Chapter 3 Week 1 - Overview
Lecture
The first lecture will be used to introduce the concept of fitting models to data and explain some important concepts and notation that will be used during this course.
Homework for the lecture Introduction on Tuesday:
Work your way through the first two chapters of the GitBook online: https://cjvanlissa.github.io/TCSM/index.html. This will help you install the software required for the course, and get the data into R. You can skip the optional sections if you are already familiar with R.

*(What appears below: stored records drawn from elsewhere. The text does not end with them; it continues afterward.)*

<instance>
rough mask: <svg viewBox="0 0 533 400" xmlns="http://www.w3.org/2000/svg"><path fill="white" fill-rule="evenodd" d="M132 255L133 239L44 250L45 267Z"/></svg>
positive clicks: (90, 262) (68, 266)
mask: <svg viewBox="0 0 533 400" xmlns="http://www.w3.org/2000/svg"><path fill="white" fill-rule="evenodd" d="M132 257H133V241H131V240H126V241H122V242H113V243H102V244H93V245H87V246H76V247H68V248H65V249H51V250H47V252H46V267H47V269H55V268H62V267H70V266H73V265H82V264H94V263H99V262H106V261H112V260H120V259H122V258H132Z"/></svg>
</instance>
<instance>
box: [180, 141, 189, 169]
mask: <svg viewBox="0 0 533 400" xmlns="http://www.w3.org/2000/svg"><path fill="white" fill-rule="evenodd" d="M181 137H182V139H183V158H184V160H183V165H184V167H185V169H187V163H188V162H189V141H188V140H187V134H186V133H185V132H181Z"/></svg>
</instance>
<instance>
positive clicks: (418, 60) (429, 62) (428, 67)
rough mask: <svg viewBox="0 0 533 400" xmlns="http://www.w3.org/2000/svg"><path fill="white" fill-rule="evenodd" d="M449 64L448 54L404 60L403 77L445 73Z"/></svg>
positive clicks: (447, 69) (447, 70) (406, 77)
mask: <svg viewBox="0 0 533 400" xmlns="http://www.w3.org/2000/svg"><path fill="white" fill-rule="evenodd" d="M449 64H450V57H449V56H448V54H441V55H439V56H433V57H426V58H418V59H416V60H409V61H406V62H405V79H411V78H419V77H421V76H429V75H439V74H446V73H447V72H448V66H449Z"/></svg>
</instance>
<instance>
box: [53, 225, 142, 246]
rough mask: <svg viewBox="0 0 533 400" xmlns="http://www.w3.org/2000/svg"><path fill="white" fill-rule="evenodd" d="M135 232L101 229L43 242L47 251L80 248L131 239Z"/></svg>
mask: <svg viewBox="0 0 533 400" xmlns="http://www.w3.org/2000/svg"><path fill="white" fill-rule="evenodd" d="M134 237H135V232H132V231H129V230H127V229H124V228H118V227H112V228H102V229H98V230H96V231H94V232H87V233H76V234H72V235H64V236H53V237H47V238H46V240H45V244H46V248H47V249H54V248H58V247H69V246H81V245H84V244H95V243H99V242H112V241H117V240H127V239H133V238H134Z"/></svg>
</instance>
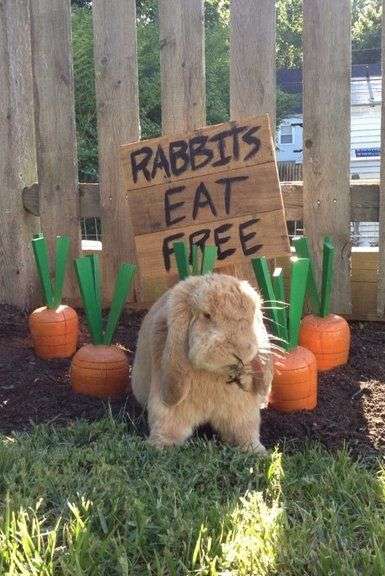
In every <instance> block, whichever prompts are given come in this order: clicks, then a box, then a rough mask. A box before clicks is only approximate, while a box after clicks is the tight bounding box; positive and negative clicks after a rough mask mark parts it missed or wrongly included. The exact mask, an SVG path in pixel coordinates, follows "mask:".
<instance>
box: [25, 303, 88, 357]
mask: <svg viewBox="0 0 385 576" xmlns="http://www.w3.org/2000/svg"><path fill="white" fill-rule="evenodd" d="M29 329H30V332H31V335H32V341H33V346H34V349H35V352H36V355H37V356H39V357H40V358H43V359H44V360H48V359H51V358H69V357H71V356H72V355H73V354H75V352H76V345H77V341H78V336H79V318H78V315H77V313H76V312H75V310H74V309H73V308H71V307H70V306H65V305H64V304H61V305H60V306H59V307H58V308H56V309H55V310H52V309H50V308H46V307H45V306H43V307H41V308H37V309H36V310H34V311H33V312H32V313H31V314H30V316H29Z"/></svg>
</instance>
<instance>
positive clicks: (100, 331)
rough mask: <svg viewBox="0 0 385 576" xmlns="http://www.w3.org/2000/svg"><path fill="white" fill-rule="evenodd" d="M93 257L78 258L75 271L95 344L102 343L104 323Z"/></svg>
mask: <svg viewBox="0 0 385 576" xmlns="http://www.w3.org/2000/svg"><path fill="white" fill-rule="evenodd" d="M91 258H92V257H89V256H83V257H81V258H76V260H75V271H76V276H77V279H78V283H79V288H80V294H81V297H82V301H83V306H84V310H85V313H86V319H87V324H88V328H89V330H90V334H91V338H92V341H93V343H94V344H102V343H103V323H102V315H101V313H100V310H101V305H100V301H99V302H97V297H96V292H95V276H94V270H93V265H92V259H91Z"/></svg>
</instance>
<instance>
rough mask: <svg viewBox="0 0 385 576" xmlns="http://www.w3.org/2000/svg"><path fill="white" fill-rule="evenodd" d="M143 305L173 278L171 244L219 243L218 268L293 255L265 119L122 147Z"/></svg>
mask: <svg viewBox="0 0 385 576" xmlns="http://www.w3.org/2000/svg"><path fill="white" fill-rule="evenodd" d="M121 161H122V167H123V175H124V182H125V190H126V195H127V200H128V202H129V206H130V211H131V219H132V225H133V229H134V236H135V246H136V253H137V261H138V265H139V272H140V277H141V284H142V294H141V297H142V299H143V300H144V301H151V300H154V299H155V298H156V297H157V296H159V295H160V294H161V293H162V292H163V291H164V290H165V289H166V288H167V287H168V286H170V285H171V284H172V283H173V282H174V281H175V279H176V268H175V258H174V257H173V243H174V242H175V241H177V240H179V241H180V240H184V241H185V242H187V243H188V244H189V246H190V247H191V246H192V245H193V244H198V245H200V246H203V245H204V244H205V243H208V244H214V243H215V244H216V245H217V248H218V266H217V269H218V268H221V266H227V265H228V264H232V265H238V264H245V263H247V265H248V266H249V265H250V264H249V262H250V258H252V257H256V256H267V257H274V256H282V255H284V254H288V253H289V240H288V235H287V228H286V221H285V215H284V208H283V202H282V195H281V190H280V184H279V178H278V172H277V166H276V161H275V152H274V145H273V139H272V135H271V129H270V125H269V118H268V116H267V115H264V116H259V117H253V118H246V119H244V120H239V121H234V122H228V123H226V124H219V125H216V126H207V127H205V128H202V129H199V130H195V131H194V132H192V133H190V134H184V135H179V136H178V135H177V136H165V137H162V138H156V139H154V140H144V141H141V142H135V143H133V144H127V145H124V146H122V147H121Z"/></svg>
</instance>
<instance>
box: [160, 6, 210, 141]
mask: <svg viewBox="0 0 385 576" xmlns="http://www.w3.org/2000/svg"><path fill="white" fill-rule="evenodd" d="M159 35H160V66H161V91H162V132H163V134H175V133H178V132H187V131H190V130H194V129H195V128H199V127H200V126H204V125H205V124H206V95H205V67H204V14H203V0H159Z"/></svg>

Read the article by Smaldino (skip the red sections; the yellow section is optional). Answer the reading questions (on Blackboard). Plan a call with your learning team to discuss the second question. Reference:
Smaldino, P. E. (2017). Models are stupid, and we need more of them. Computational social psychology, 311-331.
Lecture Introduction:
We start with a brief introduction to the course, its goals and rules and the idea of statistical modelling. In this lecture we will introduce the type of models that will come across in this course. We will shortly discuss the concepts of model simplicity/complexity, model fit, the graphical display and the interpretation of different model parameters.
Homework for the practical Introduction on Thursday:
Perform the take-home exercise Regression (Chapter 3, Week 1 Home) before coming to the practical.
Practical Introduction:
During the practical you will work on the class exercise about regression and SEM models.